By: Joey Lamar | WCTV Eyewitness Sports
May 4, 2020
TALLAHASSEE, Fla. (WCTV) -- With gyms closed, Godby High School provides the only publicly accessible track for people to work out.
However, some are taking the liberty too far and violating physical distancing guidelines. This presents Godby Prinicipal Desmond Cole with a moral decision: Should he keep the track open?
"I don't want to close the gate a keep people out who are trying to do the right thing," Cole said.
With Leon's track closed for construction because of the installation of new turf field, Godby is the only public track that serves the community.
"So many citizens that want to come locally and use the track the right way," Cole said. "Walk, run and do their own solitary exercises on the side, but then you have a few outliers who don't want to necessarily follow the CDC guidelines."
Those outliers are people who use the infield of the track for touch or flag football. Most of them say they are in college.
One athlete agreed to speak with WCTV, but did not want to be identified.
"We're trying to show that you can exercise during the quarantine," the player said, "Because it's kind of hard using our social distancing."
Sources tell WCTV recently that the crowds have swelled to a point where people grew concerned.
However, the most recent city commission report did not list Godby's address as one where police responded.
"Citizens are doing most of the police calling," Cole said. "They see unsafe gatherings. They are the ones typically calling law enforcement to see if they can disperse those groups."
On Sunday, there were several athletes playing touch football at GHS. They said they were never told they could not use the infield area.
"No sir," the player said. "We kind of linked up via group chat, social media, Facebook, Instagram. We all link up with the guys to put in the group chat."
"When we see them," Cole said, "We'll address it. Because it happens in the not-so-hot part of the day, at 5:30 p.m. or 6 p.m. or on weekends it's hard to address that kind of behavior."
As you walk into the track entrance, there is a sign that ask people to maintain social distancing while on the track. There is no sign telling people that use of the infield is prohibited.
"I understand what they are going through," Cole said, "But I also understand as an adult now what social distancing is and how crazy this disease is."
The athletes also claim they have been gathering on Sundays for the past six months. The athletes say they are just looking for a way to stay in shape and a way to relieve stress.
"We have to deal with people every day," the player said. "We go to the grocery store. We do practice social distancing at the grocery store and everywhere else, but out here, we come out here to have some fun."
Cole has the option to close the track, but he says that creates two problems; the first is the fence is not tall enough to prevent someone from climbing over.
"Our fence is only four-foot tall," Cole said. "So if someone really wanted to get on to the track or the playing field they could easily do that."

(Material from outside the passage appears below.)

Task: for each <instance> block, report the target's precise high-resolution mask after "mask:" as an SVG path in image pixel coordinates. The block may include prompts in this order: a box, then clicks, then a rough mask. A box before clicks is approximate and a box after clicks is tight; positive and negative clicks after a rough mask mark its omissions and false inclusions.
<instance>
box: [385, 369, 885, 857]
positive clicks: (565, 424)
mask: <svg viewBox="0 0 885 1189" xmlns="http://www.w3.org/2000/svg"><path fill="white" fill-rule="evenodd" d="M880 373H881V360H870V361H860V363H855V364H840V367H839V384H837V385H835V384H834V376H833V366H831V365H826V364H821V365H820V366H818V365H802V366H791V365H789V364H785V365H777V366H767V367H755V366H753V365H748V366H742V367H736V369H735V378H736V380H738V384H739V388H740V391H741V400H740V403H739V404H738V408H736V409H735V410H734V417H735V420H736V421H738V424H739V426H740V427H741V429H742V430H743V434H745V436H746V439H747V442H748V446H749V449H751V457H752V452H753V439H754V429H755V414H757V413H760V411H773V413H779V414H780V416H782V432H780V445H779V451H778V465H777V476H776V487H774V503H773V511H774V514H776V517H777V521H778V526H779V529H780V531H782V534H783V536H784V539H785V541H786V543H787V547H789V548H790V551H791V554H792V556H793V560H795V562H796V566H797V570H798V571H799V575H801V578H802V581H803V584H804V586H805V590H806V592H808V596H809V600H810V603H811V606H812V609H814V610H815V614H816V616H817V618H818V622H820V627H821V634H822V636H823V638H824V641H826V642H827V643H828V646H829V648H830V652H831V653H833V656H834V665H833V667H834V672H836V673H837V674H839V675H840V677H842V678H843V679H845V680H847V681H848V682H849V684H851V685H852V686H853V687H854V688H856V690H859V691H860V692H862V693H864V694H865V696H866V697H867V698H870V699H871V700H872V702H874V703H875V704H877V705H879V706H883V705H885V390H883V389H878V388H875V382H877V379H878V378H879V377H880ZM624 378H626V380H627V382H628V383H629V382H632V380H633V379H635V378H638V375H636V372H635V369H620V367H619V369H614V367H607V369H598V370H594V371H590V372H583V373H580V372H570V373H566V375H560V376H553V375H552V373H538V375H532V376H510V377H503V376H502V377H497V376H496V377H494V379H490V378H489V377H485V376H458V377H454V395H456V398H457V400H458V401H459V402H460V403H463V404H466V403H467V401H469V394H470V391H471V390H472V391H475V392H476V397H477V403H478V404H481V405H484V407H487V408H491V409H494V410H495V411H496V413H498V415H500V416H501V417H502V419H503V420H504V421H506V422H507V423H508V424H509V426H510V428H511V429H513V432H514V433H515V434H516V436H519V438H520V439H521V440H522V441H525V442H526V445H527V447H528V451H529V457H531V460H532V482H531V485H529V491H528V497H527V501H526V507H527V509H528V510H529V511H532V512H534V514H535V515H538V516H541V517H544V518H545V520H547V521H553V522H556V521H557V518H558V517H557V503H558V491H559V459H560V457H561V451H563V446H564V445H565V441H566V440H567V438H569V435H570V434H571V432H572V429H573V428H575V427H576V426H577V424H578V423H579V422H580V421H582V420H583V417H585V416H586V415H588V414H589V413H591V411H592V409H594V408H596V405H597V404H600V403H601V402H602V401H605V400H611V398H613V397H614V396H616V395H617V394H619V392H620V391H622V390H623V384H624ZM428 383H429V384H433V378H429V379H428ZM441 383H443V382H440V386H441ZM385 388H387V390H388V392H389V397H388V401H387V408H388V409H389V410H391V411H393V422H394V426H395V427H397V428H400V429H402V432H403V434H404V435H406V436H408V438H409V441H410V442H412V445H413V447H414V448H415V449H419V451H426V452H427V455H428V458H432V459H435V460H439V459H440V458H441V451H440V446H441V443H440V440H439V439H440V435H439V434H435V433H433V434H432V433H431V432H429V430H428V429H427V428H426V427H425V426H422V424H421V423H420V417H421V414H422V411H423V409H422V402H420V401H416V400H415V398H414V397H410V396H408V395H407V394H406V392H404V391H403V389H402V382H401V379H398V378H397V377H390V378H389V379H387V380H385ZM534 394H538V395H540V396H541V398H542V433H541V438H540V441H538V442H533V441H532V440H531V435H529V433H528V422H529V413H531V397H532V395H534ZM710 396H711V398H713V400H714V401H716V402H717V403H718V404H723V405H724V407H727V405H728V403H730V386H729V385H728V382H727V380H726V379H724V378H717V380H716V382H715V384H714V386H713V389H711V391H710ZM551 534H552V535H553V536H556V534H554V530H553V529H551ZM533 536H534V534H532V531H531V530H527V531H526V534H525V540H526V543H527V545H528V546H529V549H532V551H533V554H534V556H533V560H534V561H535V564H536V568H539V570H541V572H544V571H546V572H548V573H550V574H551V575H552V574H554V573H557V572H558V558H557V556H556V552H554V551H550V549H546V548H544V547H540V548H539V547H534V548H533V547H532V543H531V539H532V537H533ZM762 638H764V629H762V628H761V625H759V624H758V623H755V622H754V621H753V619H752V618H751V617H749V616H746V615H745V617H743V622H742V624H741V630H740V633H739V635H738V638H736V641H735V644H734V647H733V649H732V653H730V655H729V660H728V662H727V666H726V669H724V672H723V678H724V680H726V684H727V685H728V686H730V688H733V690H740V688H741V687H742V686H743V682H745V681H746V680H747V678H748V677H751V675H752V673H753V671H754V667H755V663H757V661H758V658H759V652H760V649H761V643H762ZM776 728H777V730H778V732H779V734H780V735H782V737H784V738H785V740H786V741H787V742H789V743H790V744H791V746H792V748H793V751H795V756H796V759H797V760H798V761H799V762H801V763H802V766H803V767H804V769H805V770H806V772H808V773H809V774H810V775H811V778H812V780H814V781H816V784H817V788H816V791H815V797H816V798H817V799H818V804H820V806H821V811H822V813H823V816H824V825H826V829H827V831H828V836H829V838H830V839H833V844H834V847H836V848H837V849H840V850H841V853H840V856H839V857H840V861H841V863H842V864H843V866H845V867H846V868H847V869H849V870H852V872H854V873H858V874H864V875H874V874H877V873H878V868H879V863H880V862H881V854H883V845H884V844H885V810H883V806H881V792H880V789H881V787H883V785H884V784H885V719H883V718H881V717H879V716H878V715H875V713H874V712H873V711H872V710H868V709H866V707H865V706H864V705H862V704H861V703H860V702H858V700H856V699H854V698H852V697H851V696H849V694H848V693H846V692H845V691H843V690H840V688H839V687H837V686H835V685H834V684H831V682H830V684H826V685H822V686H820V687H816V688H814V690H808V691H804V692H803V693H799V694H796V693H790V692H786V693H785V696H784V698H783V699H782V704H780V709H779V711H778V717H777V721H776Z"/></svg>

And the second: Closing the track punishes people who actually use the track for its intended purpose.
"I have an elderly couple that comes almost religiously," Cole said. "I have a family that has a disabled child and they push him around the track."
Principal Cole said there is not a breaking point where he would make the decision to close the track yet, but the school will continue to monitor the situation and they want citizens to call law enforcement if they see the gatherings grow too large.